Não há política de segurança pública exitosa que resulte em dezenas mortos num bairro densamente habitado. Eram traficantes? Os agentes defenderam-se? Havia fuzis? A polícia foi surpreendida? O território é violento?

Foram dez meses de planejamento gastos (por quem?) para elaborar uma investida que expôs a vida de policiais, moradores e suspeitos. Nesse tipo de situação, o culpado antecede a ação (quem ordenou?). Depois que a coisa sai do controle, vira cada um por si.

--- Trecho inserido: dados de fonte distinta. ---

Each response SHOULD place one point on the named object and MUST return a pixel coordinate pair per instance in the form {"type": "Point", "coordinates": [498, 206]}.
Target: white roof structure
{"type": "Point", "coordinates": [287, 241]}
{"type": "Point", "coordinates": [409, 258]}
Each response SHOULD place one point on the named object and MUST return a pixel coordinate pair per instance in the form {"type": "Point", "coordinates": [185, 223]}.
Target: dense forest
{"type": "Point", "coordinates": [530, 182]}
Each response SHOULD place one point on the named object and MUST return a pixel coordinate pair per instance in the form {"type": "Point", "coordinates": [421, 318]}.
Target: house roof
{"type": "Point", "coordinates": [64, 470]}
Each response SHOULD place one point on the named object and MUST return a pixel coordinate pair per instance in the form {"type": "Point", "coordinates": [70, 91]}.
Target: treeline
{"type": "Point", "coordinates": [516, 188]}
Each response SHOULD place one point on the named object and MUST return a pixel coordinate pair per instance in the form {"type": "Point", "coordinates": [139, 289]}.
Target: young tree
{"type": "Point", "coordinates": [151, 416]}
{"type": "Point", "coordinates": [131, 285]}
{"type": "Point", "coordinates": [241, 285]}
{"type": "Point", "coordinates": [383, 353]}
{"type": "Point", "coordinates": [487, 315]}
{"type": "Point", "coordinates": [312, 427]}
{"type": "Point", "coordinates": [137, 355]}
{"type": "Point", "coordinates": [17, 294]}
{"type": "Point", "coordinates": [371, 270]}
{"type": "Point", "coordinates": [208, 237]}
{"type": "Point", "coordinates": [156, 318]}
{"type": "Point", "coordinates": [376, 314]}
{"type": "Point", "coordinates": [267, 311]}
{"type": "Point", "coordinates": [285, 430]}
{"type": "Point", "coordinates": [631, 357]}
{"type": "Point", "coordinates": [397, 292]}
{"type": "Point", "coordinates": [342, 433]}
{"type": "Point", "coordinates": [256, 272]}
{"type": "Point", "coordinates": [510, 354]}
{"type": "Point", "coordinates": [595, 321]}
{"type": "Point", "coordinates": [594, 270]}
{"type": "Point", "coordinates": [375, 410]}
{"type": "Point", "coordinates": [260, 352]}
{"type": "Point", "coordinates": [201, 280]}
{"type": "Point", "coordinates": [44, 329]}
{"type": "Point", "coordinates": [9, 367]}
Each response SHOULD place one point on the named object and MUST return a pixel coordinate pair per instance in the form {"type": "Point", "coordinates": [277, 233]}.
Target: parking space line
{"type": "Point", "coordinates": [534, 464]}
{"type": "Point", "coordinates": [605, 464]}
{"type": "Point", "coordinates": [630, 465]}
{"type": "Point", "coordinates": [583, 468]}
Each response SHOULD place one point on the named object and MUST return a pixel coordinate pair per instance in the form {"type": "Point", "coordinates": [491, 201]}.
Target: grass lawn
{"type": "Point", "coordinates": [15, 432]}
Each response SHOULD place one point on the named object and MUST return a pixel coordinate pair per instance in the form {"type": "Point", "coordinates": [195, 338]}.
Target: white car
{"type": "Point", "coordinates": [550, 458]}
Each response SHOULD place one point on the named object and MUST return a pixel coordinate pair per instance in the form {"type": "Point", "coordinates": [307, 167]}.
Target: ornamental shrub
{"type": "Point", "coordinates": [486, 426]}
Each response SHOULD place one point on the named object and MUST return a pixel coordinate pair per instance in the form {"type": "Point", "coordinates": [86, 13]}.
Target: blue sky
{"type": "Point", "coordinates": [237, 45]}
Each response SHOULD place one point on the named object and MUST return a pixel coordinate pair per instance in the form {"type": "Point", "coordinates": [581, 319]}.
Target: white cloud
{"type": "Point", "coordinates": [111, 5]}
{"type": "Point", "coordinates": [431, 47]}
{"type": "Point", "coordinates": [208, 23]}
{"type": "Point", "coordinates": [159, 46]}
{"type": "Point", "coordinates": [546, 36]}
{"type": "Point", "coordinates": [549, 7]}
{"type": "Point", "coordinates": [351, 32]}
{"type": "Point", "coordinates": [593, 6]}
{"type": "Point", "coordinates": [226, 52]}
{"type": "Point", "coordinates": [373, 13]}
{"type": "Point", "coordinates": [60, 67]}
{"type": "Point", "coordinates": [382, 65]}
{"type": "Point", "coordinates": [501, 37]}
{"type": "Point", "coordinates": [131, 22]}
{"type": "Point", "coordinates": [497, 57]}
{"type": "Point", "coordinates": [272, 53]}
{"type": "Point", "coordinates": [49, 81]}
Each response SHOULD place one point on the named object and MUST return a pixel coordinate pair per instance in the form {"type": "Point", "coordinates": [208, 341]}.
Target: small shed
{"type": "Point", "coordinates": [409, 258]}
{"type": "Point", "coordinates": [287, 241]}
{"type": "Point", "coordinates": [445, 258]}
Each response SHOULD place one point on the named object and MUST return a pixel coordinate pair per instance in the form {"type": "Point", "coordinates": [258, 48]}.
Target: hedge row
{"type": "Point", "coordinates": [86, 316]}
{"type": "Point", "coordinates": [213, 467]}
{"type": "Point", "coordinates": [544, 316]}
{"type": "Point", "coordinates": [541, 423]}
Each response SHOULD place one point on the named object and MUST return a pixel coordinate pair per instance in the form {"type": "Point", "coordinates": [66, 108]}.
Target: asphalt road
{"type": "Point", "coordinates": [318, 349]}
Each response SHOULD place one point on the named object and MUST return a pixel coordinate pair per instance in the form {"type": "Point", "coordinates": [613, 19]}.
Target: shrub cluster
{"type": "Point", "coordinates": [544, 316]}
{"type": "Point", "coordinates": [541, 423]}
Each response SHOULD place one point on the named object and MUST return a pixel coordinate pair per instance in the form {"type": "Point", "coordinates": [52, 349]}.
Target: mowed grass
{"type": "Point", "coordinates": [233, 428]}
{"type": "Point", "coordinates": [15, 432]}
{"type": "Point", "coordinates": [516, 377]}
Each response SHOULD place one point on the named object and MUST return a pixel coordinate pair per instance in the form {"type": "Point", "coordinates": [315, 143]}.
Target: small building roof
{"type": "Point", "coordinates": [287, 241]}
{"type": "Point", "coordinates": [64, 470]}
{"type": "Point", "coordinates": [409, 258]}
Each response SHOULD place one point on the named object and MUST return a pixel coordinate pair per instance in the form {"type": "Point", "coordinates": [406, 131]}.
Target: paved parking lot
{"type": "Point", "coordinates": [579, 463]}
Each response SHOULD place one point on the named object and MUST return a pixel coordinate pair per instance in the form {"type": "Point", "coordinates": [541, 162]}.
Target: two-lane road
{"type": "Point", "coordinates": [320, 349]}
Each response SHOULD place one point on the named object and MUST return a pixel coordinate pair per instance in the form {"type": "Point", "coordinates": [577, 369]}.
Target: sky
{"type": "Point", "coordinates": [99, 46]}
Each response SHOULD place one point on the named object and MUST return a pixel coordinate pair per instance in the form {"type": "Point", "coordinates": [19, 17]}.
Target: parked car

O primeiro equívoco está na ideia de que “o território é violento”. Isso nos leva a uma segunda distorção, “o território é inimigo”. Estão aí os fundamentos para que toda ação policial tenda a seguir padrões militares.

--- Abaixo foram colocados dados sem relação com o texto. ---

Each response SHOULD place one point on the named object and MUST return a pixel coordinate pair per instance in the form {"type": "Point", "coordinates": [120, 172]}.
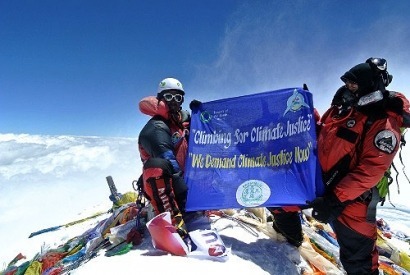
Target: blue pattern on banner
{"type": "Point", "coordinates": [251, 151]}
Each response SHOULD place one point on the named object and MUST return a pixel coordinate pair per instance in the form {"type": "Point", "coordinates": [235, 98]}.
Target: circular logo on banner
{"type": "Point", "coordinates": [252, 193]}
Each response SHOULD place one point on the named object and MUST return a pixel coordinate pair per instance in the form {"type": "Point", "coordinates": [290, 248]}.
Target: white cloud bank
{"type": "Point", "coordinates": [47, 181]}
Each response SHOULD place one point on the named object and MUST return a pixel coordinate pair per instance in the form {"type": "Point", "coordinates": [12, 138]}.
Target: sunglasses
{"type": "Point", "coordinates": [177, 97]}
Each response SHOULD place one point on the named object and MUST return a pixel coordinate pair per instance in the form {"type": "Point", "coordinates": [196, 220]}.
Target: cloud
{"type": "Point", "coordinates": [41, 157]}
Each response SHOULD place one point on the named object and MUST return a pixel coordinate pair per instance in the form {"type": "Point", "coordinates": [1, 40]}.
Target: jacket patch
{"type": "Point", "coordinates": [385, 141]}
{"type": "Point", "coordinates": [175, 138]}
{"type": "Point", "coordinates": [350, 123]}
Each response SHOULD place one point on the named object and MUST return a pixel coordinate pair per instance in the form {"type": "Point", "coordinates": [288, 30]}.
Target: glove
{"type": "Point", "coordinates": [326, 209]}
{"type": "Point", "coordinates": [195, 104]}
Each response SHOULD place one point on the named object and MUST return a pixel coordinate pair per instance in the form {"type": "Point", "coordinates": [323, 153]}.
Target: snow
{"type": "Point", "coordinates": [48, 181]}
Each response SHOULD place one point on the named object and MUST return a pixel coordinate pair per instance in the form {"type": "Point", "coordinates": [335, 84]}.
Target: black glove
{"type": "Point", "coordinates": [326, 209]}
{"type": "Point", "coordinates": [195, 104]}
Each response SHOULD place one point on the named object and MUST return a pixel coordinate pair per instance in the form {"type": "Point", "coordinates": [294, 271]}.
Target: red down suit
{"type": "Point", "coordinates": [163, 147]}
{"type": "Point", "coordinates": [369, 151]}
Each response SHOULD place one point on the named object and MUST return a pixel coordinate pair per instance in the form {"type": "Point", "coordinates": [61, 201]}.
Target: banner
{"type": "Point", "coordinates": [251, 151]}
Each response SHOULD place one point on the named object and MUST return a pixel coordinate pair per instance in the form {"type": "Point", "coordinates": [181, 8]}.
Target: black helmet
{"type": "Point", "coordinates": [362, 75]}
{"type": "Point", "coordinates": [382, 78]}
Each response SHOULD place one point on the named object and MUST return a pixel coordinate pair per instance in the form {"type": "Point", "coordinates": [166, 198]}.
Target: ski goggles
{"type": "Point", "coordinates": [177, 97]}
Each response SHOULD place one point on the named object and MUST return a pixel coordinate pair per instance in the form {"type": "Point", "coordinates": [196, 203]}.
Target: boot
{"type": "Point", "coordinates": [289, 225]}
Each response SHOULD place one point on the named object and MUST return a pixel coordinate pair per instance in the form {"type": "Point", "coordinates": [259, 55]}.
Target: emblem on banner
{"type": "Point", "coordinates": [252, 193]}
{"type": "Point", "coordinates": [295, 102]}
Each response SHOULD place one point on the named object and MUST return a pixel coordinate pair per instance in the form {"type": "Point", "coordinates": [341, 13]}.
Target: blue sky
{"type": "Point", "coordinates": [80, 67]}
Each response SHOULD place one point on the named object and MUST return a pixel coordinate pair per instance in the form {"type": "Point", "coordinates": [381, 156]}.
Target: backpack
{"type": "Point", "coordinates": [384, 184]}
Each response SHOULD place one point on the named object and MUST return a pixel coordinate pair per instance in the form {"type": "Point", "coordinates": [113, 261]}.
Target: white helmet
{"type": "Point", "coordinates": [170, 84]}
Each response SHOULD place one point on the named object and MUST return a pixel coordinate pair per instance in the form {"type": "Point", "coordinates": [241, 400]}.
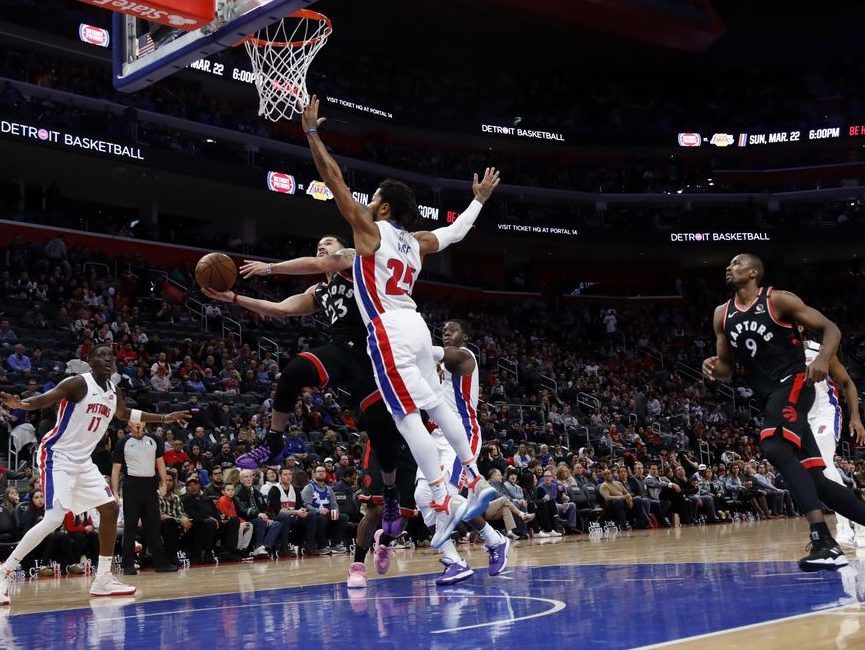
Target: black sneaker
{"type": "Point", "coordinates": [165, 568]}
{"type": "Point", "coordinates": [825, 555]}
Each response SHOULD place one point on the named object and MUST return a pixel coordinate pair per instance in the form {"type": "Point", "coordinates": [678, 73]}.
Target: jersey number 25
{"type": "Point", "coordinates": [401, 278]}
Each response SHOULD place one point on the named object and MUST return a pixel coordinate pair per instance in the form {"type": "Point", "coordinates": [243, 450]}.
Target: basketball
{"type": "Point", "coordinates": [216, 271]}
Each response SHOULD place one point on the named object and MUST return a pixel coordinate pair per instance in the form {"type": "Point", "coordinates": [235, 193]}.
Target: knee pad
{"type": "Point", "coordinates": [53, 518]}
{"type": "Point", "coordinates": [298, 373]}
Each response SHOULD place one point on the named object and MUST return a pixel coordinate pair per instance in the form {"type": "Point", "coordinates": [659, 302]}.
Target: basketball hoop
{"type": "Point", "coordinates": [281, 54]}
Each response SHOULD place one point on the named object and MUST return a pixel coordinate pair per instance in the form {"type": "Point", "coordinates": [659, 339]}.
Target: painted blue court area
{"type": "Point", "coordinates": [608, 606]}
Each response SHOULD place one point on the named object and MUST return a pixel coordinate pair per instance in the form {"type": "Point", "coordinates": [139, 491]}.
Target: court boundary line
{"type": "Point", "coordinates": [383, 579]}
{"type": "Point", "coordinates": [557, 606]}
{"type": "Point", "coordinates": [750, 626]}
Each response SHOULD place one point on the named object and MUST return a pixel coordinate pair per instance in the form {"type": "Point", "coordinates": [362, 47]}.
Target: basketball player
{"type": "Point", "coordinates": [369, 533]}
{"type": "Point", "coordinates": [342, 361]}
{"type": "Point", "coordinates": [757, 329]}
{"type": "Point", "coordinates": [825, 422]}
{"type": "Point", "coordinates": [459, 371]}
{"type": "Point", "coordinates": [70, 480]}
{"type": "Point", "coordinates": [388, 262]}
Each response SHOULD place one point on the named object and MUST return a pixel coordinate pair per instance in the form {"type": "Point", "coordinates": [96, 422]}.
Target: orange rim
{"type": "Point", "coordinates": [301, 13]}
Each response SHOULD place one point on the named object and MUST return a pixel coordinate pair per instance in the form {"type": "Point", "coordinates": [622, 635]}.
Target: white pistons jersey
{"type": "Point", "coordinates": [825, 415]}
{"type": "Point", "coordinates": [80, 426]}
{"type": "Point", "coordinates": [461, 394]}
{"type": "Point", "coordinates": [384, 280]}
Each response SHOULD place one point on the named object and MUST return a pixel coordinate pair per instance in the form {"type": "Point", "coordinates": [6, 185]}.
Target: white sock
{"type": "Point", "coordinates": [104, 565]}
{"type": "Point", "coordinates": [491, 536]}
{"type": "Point", "coordinates": [449, 552]}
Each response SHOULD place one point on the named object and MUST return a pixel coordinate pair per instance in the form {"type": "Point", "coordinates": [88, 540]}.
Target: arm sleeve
{"type": "Point", "coordinates": [461, 226]}
{"type": "Point", "coordinates": [117, 454]}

Nada contra a doutrina militar. Trabalhei no Ministério da Defesa, onde fiz grandes amigos e ainda hoje desenvolvo atividades profissionais gratificantes com eles.

O problema aqui é que a política de segurança pública não pode se orientar pela doutrina das forças armadas, que, por sinal, e com acerto, discordam de que devam se envolver em operações policiais, por saberem que o ensinamento das escolas de guerra não pode ser copiado para o dia a dia da segurança pública.

Governos estaduais e as polícias não podem partir do princípio de que determinadas comunidades são violentas e, portanto, territórios inimigos. Essa premissa leva à conclusão de que certa região só pode ser pacificada por meio de invasões segundo a cartilha militar, pensada para campos de batalha.

Essa visão de segurança é explosiva. Nossa polícia é uma das que mais matam, e que mais morrem. Depois que começam os tiros ninguém controla a adrenalina. Em território inimigo não há inocentes.

Na verdade, policiais sequer são treinados para o enfrentamento militarizado ao qual são lançados. Atiram a esmo, desorientam-se no fogo cruzado, invadem casas e como se fossem abrigos de soldados inimigos. Não é à toa que um morador do Jacarezinho disse “eles pensam que estão no Iraque”.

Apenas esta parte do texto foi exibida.